Medallion Architecture¤
A medallion architecture is a data design pattern used to logically organize data in a lakehouse, with the goal of incrementally and progressively improving the structure and quality of data as it flows through each layer of the architecture.
Bronze¤
The Bronze layer is where we land all the data from external source systems. The table structures in this layer correspond to the source system table structures "as-is," along with any additional metadata columns that capture the load date/time, process ID, etc. The focus in this layer is quick Change Data Capture and the ability to provide an historical archive of source (cold storage), data lineage, auditability, reprocessing if needed without rereading the data from the source system.
Silver¤
In the Silver layer of the lakehouse, data undergoes "just-enough" matching, merging, conformation, and cleansing from the Bronze layer, creating an "Enterprise view" of key business entities. This layer facilitates self-service analytics, ad-hoc reporting, and advanced analytics by bringing diverse data sources into a unified view. Following an ELT methodology prioritizing speed, agility, and minimal transformations, the Silver layer serves as a source for Departmental Analysts, Data Engineers, and Data Scientists. The Silver Layer employs 3rd-Normal Form-like data models, supporting efficient data modeling and acting as an intermediate step before more complex transformations in the Gold layer.
Gold¤
The Gold layer in a lakehouse holds highly refined and aggregated data, powering analytics, machine learning, and production applications. These tables represent transformed knowledge, not just information, and are crucial for analysts. Data shared with customers is typically stored exclusively in the Gold layer. Regularly scheduled updates control costs and establish SLAs for data freshness. Although a lakehouse minimizes deadlock issues, Gold tables are often stored separately to avoid cloud data request limits. Pre-handling aggregations, joins, and filtering before writing to the Gold layer ensures users experience low-latency query performance.

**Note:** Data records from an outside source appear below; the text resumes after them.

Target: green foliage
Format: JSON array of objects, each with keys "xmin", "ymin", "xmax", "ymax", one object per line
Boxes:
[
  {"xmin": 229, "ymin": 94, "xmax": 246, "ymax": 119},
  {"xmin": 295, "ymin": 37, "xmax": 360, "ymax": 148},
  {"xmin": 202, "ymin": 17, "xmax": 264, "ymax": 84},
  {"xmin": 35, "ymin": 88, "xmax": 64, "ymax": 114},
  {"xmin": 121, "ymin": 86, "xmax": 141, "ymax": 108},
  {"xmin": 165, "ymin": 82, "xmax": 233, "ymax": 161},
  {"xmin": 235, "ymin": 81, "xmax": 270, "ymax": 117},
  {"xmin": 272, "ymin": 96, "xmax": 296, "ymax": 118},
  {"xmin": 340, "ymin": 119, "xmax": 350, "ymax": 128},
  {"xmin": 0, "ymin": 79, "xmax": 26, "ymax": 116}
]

More details from Databricks and Microsoft
Data Pipeline¤
In the lakehouse architecture, a data pipeline is a fundamental component that orchestrates the movement and transformation of data across the Bronze, Silver, and Gold layers. The pipeline manages the entire lifecycle of data, starting with its ingestion from external sources into the Bronze layer. During the transformation phase, data undergoes "just-enough" processing as it moves from the raw form in the Bronze layer to a curated state in the Silver layer. The pipeline is responsible for coordinating these processes efficiently, ensuring data quality, and maintaining agility in handling diverse data types.
Throughout the entire pipeline, orchestration tools manage the scheduling, monitoring, and execution of tasks, while also handling potential failures.
Open Source¤
At Okube, we believe that the quality of open-source software is on-par (and often better) with proprietary solutions. The lakehouse is built on top of open source projects.
- Spark
- Pandas
- Delta Lake
- Delta Sharing
- MLFlow
Laktory is and will always remain open-source. Hopefully, it will also contribute to this open ecosystem.